Já tá todo mundo se preparando pra cantar Waka Waka no Lobacabana em 2 de maio. A expectativa é de 2,5 milhões de pessoas na areia para o show gratuito de Shakira, a terceira edição do "Todo Mundo no Rio".
Esse promete ser o maior show da carreira da cantora e, provavelmente, uma das maiores noites da história de Copacabana. Já tem DJ Vintage Culture e DJ Maz confirmados, mas tem uma presença confirmadíssima que tá sendo pouco falada. Sabe qual é?
A grande atração
É muita gente. E quando a gente pensa em muita gente, o que vem logo à cabeça? Consumo.

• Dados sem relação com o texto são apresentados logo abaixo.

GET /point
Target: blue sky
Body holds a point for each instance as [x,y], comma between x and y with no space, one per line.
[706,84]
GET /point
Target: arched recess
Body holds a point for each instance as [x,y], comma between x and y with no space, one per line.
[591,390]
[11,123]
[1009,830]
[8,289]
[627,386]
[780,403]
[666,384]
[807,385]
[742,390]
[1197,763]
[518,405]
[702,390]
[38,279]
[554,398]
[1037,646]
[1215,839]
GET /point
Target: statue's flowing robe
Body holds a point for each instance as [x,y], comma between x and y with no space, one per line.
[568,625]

Para lidar com isso, a Prefeitura do Rio preparou 2 mil garis para atuar antes e após o show, além de 2.000 contêineres de 240 litros e 250 contêineres de alta capacidade para descarte correto de resíduos. Apesar de toda essa preparação, a grande atração confirmada, com certeza, é o plástico e os diversos outros tipos de resíduos jogados no chão.

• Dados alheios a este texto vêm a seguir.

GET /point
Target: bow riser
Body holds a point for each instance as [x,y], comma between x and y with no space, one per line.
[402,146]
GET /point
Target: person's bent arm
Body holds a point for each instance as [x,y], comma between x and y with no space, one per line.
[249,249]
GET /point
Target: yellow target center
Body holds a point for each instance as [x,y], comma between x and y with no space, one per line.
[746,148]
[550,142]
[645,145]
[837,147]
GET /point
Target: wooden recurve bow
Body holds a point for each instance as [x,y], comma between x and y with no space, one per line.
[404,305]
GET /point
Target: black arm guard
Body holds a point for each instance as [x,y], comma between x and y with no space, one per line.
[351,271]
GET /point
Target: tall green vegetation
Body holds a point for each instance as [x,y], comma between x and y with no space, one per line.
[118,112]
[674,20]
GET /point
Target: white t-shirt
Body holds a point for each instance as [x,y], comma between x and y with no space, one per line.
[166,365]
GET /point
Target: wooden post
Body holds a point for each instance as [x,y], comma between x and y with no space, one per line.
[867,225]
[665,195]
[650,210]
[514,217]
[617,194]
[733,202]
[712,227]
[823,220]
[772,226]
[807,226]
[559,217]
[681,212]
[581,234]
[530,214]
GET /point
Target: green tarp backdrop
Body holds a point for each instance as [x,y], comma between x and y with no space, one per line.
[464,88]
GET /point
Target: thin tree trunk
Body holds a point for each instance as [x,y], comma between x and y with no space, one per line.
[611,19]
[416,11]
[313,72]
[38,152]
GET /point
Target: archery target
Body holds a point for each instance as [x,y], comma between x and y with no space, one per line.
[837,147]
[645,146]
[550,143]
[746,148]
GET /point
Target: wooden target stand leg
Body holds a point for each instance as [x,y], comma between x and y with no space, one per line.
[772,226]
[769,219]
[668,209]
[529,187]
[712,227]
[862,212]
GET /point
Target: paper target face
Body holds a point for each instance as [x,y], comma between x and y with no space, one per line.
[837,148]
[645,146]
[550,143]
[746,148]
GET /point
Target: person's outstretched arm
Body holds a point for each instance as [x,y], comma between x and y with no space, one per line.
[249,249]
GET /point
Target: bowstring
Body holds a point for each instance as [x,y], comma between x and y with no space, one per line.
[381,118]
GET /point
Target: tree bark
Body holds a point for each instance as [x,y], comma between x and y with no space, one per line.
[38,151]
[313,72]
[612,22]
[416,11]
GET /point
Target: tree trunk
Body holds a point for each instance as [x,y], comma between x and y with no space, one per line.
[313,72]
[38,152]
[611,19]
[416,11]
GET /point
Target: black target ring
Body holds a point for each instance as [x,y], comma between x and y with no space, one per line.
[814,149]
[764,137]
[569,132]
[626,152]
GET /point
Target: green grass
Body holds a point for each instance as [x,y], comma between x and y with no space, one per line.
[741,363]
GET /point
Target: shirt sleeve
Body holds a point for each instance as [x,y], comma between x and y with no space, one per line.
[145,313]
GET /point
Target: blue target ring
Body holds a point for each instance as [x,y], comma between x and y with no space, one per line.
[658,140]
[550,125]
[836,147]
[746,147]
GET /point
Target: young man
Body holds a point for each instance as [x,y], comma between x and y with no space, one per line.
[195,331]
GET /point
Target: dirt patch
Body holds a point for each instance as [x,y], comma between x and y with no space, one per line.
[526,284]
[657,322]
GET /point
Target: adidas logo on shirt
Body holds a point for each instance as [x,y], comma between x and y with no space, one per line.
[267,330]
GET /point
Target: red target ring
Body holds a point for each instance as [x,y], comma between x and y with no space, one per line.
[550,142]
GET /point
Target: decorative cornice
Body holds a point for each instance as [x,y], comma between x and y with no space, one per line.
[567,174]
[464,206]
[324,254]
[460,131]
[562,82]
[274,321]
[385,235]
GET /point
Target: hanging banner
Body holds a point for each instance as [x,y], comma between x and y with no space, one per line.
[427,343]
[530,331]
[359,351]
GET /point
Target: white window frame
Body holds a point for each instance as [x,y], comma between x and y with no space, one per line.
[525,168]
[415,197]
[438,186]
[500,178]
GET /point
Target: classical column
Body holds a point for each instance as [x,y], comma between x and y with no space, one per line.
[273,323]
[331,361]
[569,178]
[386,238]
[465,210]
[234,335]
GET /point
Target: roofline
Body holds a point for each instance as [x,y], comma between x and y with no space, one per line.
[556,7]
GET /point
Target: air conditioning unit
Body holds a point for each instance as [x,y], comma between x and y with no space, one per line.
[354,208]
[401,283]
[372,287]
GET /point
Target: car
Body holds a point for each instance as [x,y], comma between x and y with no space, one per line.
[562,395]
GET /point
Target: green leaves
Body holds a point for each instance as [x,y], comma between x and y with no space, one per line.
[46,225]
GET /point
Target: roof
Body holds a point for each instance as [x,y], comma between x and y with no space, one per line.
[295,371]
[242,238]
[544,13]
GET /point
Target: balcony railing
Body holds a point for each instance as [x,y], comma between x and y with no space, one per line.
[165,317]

Vai junto a garrafinha de água, a latinha, o saquinho do lanche, o canudo. Multiplicado por 2,5 milhões de pessoas, isso vira toneladas de resíduos. E tudo que é descartado de forma incorreta acaba ficando nas areias de Copacabana e, em muitos casos, segue direto para o oceano.
Por mais que a gente torça pra que dessa vez seja diferente, o histórico dos shows anteriores não anima.

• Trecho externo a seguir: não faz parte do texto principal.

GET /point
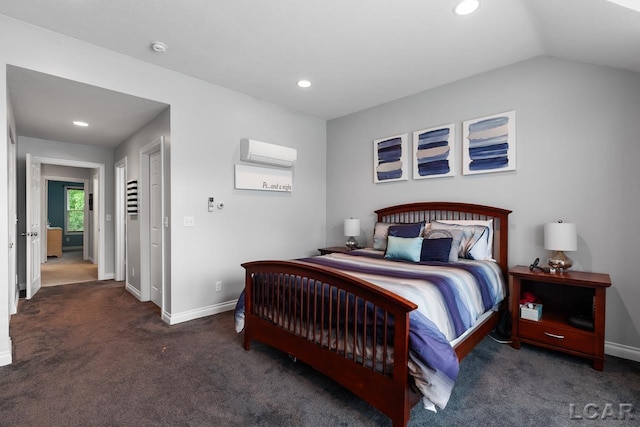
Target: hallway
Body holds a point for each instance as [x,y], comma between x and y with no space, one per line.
[70,268]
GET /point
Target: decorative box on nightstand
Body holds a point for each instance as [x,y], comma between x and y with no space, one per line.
[333,249]
[566,296]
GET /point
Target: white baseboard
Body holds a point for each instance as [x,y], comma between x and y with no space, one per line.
[5,356]
[174,319]
[14,303]
[622,351]
[132,290]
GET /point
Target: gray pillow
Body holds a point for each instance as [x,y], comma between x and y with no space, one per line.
[456,239]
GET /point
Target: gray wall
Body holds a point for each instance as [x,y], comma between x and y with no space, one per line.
[207,123]
[577,160]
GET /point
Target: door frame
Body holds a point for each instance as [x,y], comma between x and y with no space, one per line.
[44,212]
[101,203]
[12,214]
[144,218]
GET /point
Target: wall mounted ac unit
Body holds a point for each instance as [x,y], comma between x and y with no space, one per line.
[270,154]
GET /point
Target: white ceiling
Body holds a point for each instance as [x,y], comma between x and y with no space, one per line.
[357,53]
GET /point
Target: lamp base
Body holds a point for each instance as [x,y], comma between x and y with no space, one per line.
[559,261]
[352,243]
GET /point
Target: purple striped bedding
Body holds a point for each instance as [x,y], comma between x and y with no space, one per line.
[451,297]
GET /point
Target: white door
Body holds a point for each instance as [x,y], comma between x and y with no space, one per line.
[155,227]
[120,220]
[32,227]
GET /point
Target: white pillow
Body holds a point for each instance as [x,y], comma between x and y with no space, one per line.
[483,249]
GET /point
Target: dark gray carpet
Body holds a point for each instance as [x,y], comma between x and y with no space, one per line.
[90,354]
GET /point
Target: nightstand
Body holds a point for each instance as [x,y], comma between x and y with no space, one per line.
[563,296]
[333,249]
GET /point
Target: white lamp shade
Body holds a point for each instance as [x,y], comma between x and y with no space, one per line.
[351,227]
[560,236]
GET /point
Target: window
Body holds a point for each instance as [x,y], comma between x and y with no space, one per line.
[74,214]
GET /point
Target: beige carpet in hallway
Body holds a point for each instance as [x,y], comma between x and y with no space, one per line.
[70,268]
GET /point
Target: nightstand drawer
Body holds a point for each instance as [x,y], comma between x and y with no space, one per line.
[555,335]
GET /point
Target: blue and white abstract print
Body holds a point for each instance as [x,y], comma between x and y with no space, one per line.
[433,151]
[390,159]
[489,144]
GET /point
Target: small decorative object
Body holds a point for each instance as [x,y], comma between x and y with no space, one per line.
[559,237]
[434,152]
[390,159]
[352,229]
[531,311]
[489,144]
[132,197]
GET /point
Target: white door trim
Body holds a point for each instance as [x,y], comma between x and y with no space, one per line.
[101,202]
[143,217]
[120,174]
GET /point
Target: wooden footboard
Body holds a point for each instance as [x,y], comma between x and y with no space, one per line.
[323,317]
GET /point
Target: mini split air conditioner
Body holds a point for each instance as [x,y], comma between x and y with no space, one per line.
[270,154]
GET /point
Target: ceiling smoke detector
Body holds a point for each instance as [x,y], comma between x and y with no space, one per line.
[159,47]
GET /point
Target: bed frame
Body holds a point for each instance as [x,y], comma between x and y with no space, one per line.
[280,314]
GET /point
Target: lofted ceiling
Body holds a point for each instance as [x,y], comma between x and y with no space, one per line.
[357,53]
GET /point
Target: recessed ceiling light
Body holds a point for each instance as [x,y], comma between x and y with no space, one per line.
[465,7]
[159,47]
[629,4]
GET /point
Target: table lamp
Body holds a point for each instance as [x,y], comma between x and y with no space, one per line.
[559,237]
[352,229]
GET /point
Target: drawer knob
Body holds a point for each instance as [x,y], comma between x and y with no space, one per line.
[560,337]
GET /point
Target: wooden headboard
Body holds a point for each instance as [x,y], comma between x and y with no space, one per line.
[430,211]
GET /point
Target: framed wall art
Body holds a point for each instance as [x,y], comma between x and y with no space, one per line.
[434,152]
[390,159]
[489,144]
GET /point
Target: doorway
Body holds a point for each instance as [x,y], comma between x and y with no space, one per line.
[69,213]
[99,219]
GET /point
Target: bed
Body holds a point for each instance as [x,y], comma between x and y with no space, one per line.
[354,317]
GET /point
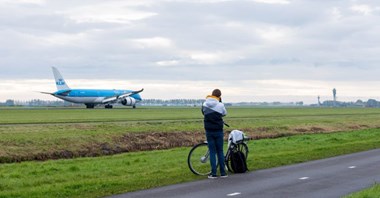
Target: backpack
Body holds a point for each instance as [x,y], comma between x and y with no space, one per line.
[238,162]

O que os shows anteriores deixaram pra trás
No show da Madonna, em 2024, a Comlurb retirou 287 toneladas de resíduos da areia de Copacabana. No da Lady Gaga, em 2025, foram 392 toneladas, removidas numa força-tarefa com 1.630 garis. O resíduo só aumentou de um show para o outro.
Com um público ainda maior esperado para o show da Shakira em Copacabana e sem políticas públicas robustas para reduzir o uso de plástico, tanto na produção das grandes empresas quanto no consumo individual, a tendência é que esse número siga subindo.
Por que o impacto ambiental do show da Shakira chega até o oceano
Grande parte dos resíduos encontrados nas praias contém plástico. E o mais preocupante é que o plástico não se decompõe: ele fragmenta, vira microplástico e, em muitos casos, segue direto para o oceano. Em grandes eventos na orla, parte do que fica na areia pode acabar no mar, levada pela maré, pelo vento, pela chuva.
Hoje, em média, um caminhão cheio de plástico é despejado no oceano a cada minuto, acumulando cerca de 11 milhões de toneladas por ano. Grandes eventos como esse servem de alerta para olharmos o que está acontecendo e para evitar que a coisa piore.
Muita gente não liga porque não enxerga como isso afeta a própria vida. Como um canudinho de plástico jogado no chão no show da Shakira afeta a minha vida? Para desfazer essa ideia, é preciso lembrar que na natureza tudo está conectado e que a gente faz parte dela.
Mergulhe mais fundo nesse tema: Como resgatar a conexão com a natureza
A tampinha deixada na praia pode parar no estômago de um peixe e isso afeta não só a saúde dos animais marinhos, mas a nossa também. O plástico já foi encontrado no sangue humano e até no leite materno.
Agora que você entendeu que o problema é sério e afeta não só os animais marinhos, mas também ecossistemas e a saúde humana, deve estar se perguntando: o que fazer? Então vamos lá!
O que você pode fazer
O melhor caminho é sempre não gerar resíduos. Em grandes shows onde itens como garrafas próprias são proibidos, o jeito é levar uma ecobag para guardar tudo que for consumido. Reduzir já faz diferença real, especialmente em escala de milhões de pessoas.
Precisamos de mais políticas públicas para conter a geração de plástico na base: na produção das empresas. E de mais infraestrutura de coleta seletiva em eventos dessa escala. Mas, enquanto esse cenário ideal não chega, fazer a nossa parte é uma forma concreta de ação.
A Loba com certeza vai dar um show. E você também pode, com as escolhas que faz no dia a dia.